Mary Kamal Nassif Takla and Soheir Shethata Rezk-Allah Rezk

Published in: Lasers in Medical Science, 2019 https://doi.org/10.1007/s10103-018-2632-4

This clinical trial evaluated the effectiveness of combining extracorporeal shockwave therapy (ESWT) with photobiomodulation therapy (PBMT) to treat pain and disability in patients with plantar fasciitis.

One hundred twenty patients with plantar fasciitis for more than 6 months and unresponsive to conservative treatment were enrolled in the trial. Patients were randomized to one of the following groups:

ESWT: Patients in this group were treated with the Chattanooga® Intelect® Focus Shockwave. Treatment sessions were completed once a week for 3 weeks and consisted of 2000 pulses at an energy level between 0.22 and 0.28 mJ/mm 2 .  PBMT: Patients in this group received photobiomodulation therapy at a dose of 2.8 J/cm 2 for 60 seconds at each session. Treatments were completed 3 times a week for 3 weeks.

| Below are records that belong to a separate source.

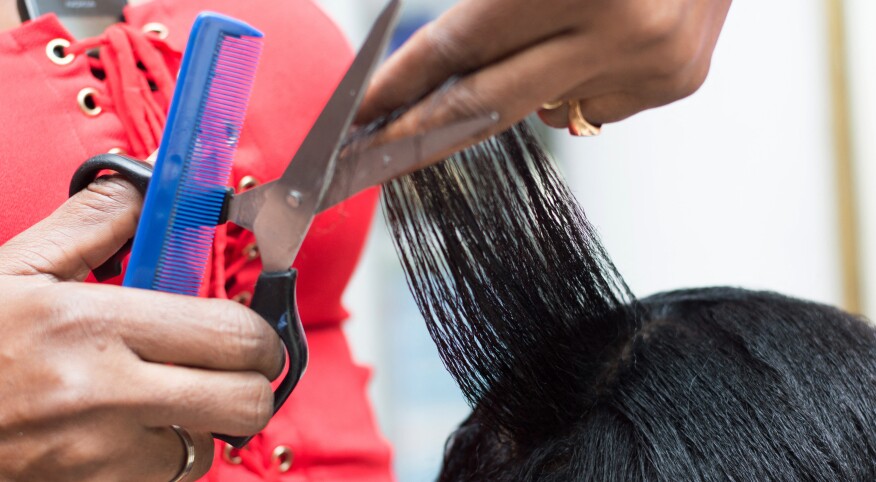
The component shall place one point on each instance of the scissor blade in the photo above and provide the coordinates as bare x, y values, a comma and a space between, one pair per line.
290, 204
357, 170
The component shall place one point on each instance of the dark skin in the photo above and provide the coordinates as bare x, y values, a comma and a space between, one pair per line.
619, 57
94, 375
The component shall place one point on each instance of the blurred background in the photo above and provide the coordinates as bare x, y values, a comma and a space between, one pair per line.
762, 179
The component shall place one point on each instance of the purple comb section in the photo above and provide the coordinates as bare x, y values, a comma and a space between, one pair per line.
199, 202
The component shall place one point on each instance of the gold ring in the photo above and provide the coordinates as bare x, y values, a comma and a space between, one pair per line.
578, 125
190, 452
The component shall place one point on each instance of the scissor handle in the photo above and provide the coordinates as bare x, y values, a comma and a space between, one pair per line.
137, 172
274, 299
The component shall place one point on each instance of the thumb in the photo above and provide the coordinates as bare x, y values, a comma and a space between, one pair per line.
79, 236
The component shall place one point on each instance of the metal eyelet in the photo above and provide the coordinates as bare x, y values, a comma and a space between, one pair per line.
159, 29
284, 455
251, 251
247, 182
87, 103
229, 457
244, 297
55, 51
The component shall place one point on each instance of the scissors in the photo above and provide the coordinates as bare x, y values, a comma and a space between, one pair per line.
323, 172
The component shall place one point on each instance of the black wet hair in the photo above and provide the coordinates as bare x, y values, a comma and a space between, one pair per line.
570, 377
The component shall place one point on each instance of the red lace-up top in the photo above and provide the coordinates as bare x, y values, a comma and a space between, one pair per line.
61, 106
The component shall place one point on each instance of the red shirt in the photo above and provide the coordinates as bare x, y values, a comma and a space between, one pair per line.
327, 423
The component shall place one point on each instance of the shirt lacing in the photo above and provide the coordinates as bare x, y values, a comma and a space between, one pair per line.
139, 71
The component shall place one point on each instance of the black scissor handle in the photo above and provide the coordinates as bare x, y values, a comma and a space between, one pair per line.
274, 299
137, 172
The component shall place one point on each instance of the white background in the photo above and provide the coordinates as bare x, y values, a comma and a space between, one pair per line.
732, 186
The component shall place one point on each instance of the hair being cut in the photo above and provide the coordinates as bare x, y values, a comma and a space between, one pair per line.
570, 377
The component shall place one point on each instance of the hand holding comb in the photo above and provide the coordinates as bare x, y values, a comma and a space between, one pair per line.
186, 196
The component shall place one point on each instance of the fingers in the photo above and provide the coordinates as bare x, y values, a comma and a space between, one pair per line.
597, 110
168, 328
79, 236
238, 403
161, 454
496, 88
471, 35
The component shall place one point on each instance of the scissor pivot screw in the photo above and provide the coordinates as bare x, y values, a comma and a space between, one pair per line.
294, 198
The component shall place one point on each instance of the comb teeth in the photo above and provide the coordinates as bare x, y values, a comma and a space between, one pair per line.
199, 200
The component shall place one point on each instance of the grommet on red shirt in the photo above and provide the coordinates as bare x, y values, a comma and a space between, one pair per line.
87, 103
229, 456
55, 51
283, 456
244, 297
247, 182
158, 29
251, 251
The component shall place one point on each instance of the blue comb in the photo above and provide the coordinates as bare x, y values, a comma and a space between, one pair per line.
184, 201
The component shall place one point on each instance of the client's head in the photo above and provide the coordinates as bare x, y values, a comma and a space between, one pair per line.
571, 378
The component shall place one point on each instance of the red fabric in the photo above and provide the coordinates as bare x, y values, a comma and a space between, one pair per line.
327, 422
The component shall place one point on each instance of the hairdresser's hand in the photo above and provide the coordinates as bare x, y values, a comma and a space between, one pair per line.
618, 57
87, 389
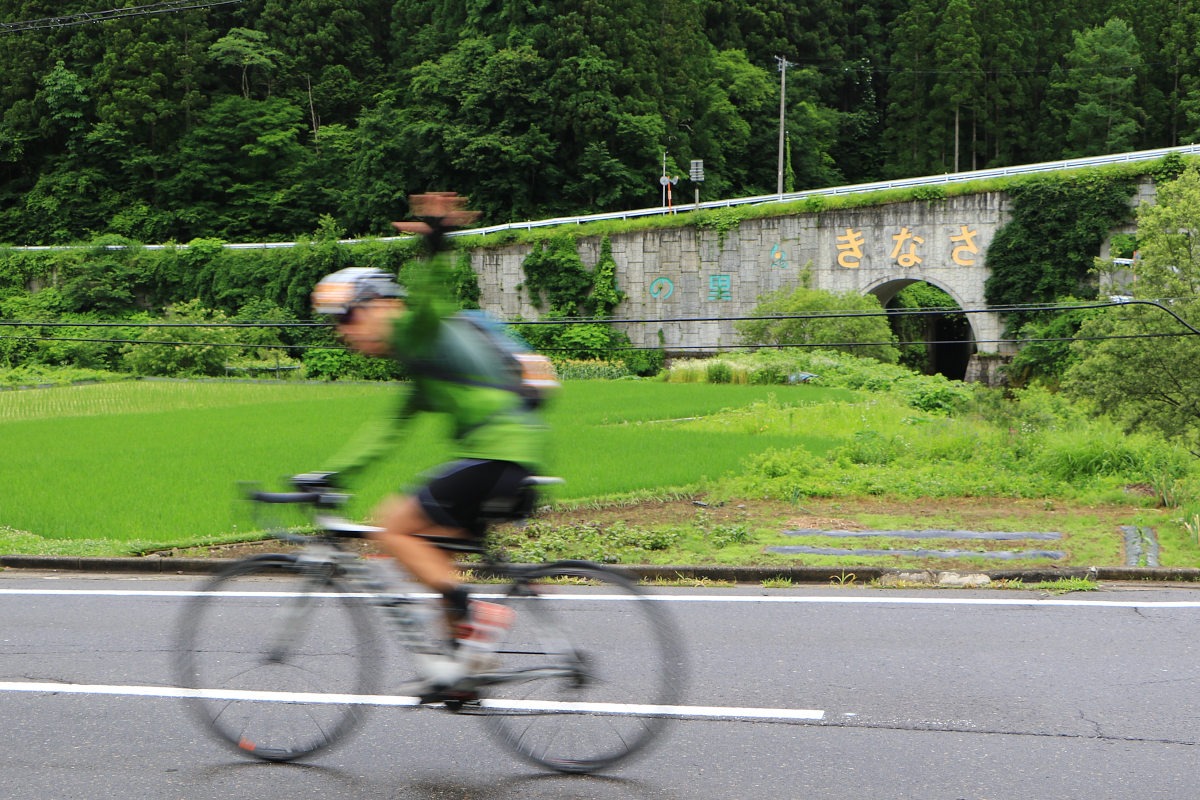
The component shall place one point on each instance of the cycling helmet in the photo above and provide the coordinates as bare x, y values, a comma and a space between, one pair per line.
339, 293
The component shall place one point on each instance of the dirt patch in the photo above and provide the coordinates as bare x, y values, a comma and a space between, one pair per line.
850, 513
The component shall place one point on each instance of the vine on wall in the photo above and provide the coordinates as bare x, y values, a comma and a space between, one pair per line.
1047, 251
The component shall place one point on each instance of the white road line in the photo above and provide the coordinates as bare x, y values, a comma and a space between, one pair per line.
624, 709
678, 599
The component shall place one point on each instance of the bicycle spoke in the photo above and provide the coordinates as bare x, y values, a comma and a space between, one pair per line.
325, 647
619, 651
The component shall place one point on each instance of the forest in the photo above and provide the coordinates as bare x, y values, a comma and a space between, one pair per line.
268, 120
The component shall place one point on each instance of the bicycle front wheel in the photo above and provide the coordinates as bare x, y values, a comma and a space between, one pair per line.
281, 657
589, 671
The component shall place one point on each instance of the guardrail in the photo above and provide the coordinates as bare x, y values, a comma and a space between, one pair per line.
786, 197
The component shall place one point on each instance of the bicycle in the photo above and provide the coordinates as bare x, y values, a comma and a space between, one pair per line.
282, 655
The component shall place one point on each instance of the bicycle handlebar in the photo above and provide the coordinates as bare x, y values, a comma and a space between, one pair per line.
285, 497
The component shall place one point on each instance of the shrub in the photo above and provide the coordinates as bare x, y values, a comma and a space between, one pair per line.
718, 372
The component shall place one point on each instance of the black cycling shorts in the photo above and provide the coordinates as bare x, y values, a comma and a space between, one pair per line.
473, 493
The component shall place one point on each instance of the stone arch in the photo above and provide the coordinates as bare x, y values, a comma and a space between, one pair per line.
952, 360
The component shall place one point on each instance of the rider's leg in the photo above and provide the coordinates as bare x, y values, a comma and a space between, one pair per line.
403, 523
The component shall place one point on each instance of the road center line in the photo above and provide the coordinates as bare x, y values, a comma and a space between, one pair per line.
623, 709
891, 600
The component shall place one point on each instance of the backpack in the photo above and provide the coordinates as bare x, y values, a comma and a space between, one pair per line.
475, 349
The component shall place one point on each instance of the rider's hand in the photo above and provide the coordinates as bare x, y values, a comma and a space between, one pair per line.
437, 214
315, 481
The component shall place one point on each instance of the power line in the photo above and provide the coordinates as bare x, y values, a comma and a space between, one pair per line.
69, 20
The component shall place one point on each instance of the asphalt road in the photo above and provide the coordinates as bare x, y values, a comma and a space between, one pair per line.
923, 695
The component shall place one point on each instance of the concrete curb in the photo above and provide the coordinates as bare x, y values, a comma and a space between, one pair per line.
683, 572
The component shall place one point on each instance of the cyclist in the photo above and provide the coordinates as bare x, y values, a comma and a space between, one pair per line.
499, 439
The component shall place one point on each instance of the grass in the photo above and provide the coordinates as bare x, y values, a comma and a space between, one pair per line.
127, 465
111, 469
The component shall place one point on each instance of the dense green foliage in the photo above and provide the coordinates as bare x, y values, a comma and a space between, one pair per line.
1149, 376
858, 325
252, 120
1047, 250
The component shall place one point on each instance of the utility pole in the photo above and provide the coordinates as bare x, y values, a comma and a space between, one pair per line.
783, 94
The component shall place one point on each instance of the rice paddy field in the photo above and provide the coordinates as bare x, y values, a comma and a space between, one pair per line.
135, 465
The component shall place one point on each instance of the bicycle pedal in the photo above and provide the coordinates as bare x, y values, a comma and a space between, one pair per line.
453, 698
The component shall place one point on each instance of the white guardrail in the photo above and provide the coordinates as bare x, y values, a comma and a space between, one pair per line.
786, 197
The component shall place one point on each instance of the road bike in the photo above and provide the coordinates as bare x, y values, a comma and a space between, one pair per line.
283, 654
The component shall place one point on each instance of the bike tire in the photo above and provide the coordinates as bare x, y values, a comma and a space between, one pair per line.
621, 669
281, 656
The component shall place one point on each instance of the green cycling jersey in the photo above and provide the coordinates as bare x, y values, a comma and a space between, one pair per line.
450, 377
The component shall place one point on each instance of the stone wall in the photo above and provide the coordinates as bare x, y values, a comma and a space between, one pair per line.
682, 274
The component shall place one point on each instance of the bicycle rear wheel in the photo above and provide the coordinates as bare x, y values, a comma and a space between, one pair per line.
595, 668
281, 657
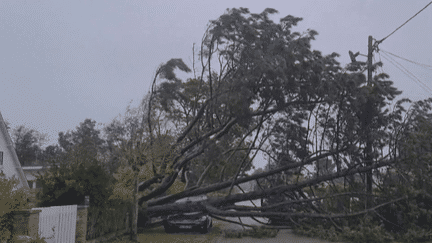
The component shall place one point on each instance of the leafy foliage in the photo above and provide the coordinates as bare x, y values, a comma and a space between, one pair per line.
13, 199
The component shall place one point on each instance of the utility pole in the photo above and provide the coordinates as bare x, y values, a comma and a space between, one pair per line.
369, 115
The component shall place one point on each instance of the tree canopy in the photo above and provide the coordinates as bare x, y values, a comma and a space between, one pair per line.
341, 151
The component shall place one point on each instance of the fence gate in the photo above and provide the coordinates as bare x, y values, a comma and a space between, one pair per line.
58, 223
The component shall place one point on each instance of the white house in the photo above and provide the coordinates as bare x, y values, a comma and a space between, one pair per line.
9, 163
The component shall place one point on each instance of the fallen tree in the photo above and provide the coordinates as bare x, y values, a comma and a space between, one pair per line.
271, 94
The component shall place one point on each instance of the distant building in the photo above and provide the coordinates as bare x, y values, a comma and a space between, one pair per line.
9, 163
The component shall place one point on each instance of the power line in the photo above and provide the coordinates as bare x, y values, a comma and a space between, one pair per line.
408, 73
417, 63
378, 42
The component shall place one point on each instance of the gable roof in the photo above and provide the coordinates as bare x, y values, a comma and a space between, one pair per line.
16, 165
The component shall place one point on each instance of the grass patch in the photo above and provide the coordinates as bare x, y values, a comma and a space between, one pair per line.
259, 232
158, 235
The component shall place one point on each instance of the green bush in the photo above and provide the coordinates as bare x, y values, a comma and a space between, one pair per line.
12, 199
104, 220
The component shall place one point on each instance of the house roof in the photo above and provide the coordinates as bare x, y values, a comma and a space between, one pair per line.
16, 164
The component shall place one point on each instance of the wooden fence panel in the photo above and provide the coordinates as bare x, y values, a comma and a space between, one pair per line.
58, 223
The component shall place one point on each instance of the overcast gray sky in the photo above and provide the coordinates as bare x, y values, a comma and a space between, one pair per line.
64, 61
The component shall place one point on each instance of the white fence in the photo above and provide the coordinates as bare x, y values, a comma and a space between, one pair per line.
58, 223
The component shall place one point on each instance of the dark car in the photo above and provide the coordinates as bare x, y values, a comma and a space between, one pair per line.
198, 221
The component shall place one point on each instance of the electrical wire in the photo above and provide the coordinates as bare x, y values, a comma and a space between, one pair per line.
378, 42
408, 73
417, 63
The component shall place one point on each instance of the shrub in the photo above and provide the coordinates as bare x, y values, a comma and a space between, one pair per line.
12, 199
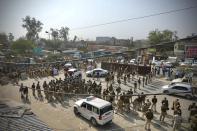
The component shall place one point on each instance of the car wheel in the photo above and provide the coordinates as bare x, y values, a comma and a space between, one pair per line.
188, 96
166, 91
93, 121
76, 111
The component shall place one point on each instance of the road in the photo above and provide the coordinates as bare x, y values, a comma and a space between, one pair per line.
61, 117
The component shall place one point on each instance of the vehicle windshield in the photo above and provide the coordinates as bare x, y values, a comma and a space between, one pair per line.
106, 109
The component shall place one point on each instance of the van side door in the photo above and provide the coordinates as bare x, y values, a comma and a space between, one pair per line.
89, 111
83, 110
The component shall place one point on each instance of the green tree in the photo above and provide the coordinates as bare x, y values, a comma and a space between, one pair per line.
23, 47
32, 26
64, 33
10, 37
4, 43
54, 33
156, 36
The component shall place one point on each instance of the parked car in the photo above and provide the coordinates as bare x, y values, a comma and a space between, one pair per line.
74, 72
97, 110
96, 71
132, 61
180, 89
68, 65
180, 80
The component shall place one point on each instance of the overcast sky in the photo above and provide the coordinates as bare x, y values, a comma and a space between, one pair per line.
80, 13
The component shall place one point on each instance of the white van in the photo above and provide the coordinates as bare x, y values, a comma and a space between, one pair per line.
97, 110
74, 72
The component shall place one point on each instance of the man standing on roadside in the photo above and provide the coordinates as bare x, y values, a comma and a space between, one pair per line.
149, 117
154, 102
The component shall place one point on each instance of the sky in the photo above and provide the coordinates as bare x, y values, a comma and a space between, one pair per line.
80, 13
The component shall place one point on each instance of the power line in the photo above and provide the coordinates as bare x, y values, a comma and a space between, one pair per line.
135, 18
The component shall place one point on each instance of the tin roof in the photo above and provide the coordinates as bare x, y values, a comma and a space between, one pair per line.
19, 118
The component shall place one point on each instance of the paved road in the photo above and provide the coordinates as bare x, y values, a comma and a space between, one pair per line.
61, 116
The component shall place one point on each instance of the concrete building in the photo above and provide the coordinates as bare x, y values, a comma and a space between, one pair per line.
103, 39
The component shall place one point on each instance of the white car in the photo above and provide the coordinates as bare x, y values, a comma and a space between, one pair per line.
132, 61
97, 110
96, 71
179, 80
180, 89
68, 65
74, 72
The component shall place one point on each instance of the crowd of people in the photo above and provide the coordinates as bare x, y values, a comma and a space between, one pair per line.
123, 101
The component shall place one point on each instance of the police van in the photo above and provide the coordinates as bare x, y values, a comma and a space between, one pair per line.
97, 110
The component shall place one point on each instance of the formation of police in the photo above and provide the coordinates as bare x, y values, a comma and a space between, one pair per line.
123, 101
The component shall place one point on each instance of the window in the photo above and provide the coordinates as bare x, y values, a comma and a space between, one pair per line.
95, 110
106, 109
175, 87
89, 107
185, 80
180, 88
83, 105
183, 88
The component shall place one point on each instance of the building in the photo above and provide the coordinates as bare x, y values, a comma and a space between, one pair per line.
186, 48
103, 39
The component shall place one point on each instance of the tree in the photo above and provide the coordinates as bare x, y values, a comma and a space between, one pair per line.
54, 33
4, 43
32, 26
10, 37
23, 47
156, 36
64, 33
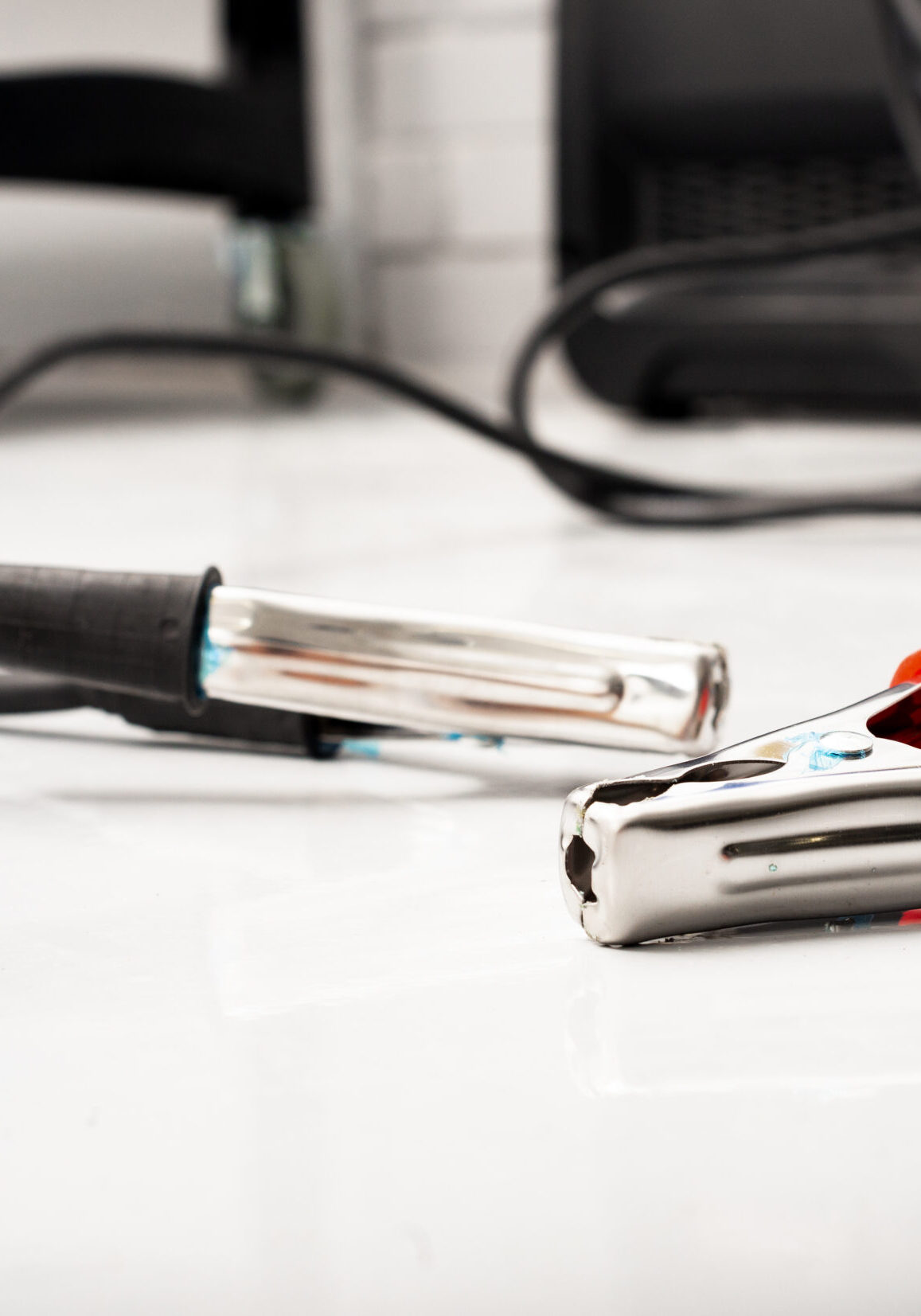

• ESWT + PBMT: Treatment parameters for this group were the same as described for each of the single therapy groups. Patients received one ESWT and 3 PBMT treatments per week. Once per week, ESWT and PBMT were given consecutively with ESWT being administered prior to PBMT.  • Sham PBMT: Patients in this group received

sham PBMT 3 times a week for 3 weeks where no power was emitted from the device.

Study outcomes included pressure pain threshold (PPT), VAS pain score, and the functional foot index disability subscale (FFI-d). The ESWT, PBMT, and ESWT + PMBT groups showed improvement in all outcome scores after 3 weeks of treatment, with further improvement at the 12 week follow-up. The ESWT + PBMT group was superior to either treatment alone in reducing pain and disability.

VAS pain scores for the ESWT + PBMT group decreased by 90.5% at the 12 week follow-up and the FFI-d scores decreased by 56.2%! In comparison, the Sham PBMT group VAS pain scores increased by 3.8% and the FFI-d scores increased by 0.6%.

The authors concluded that both ESWT and PBMT are effective treatments for reducing pain and improving function in patients with plantar fasciitis. However, combining the two treatments gives the best results.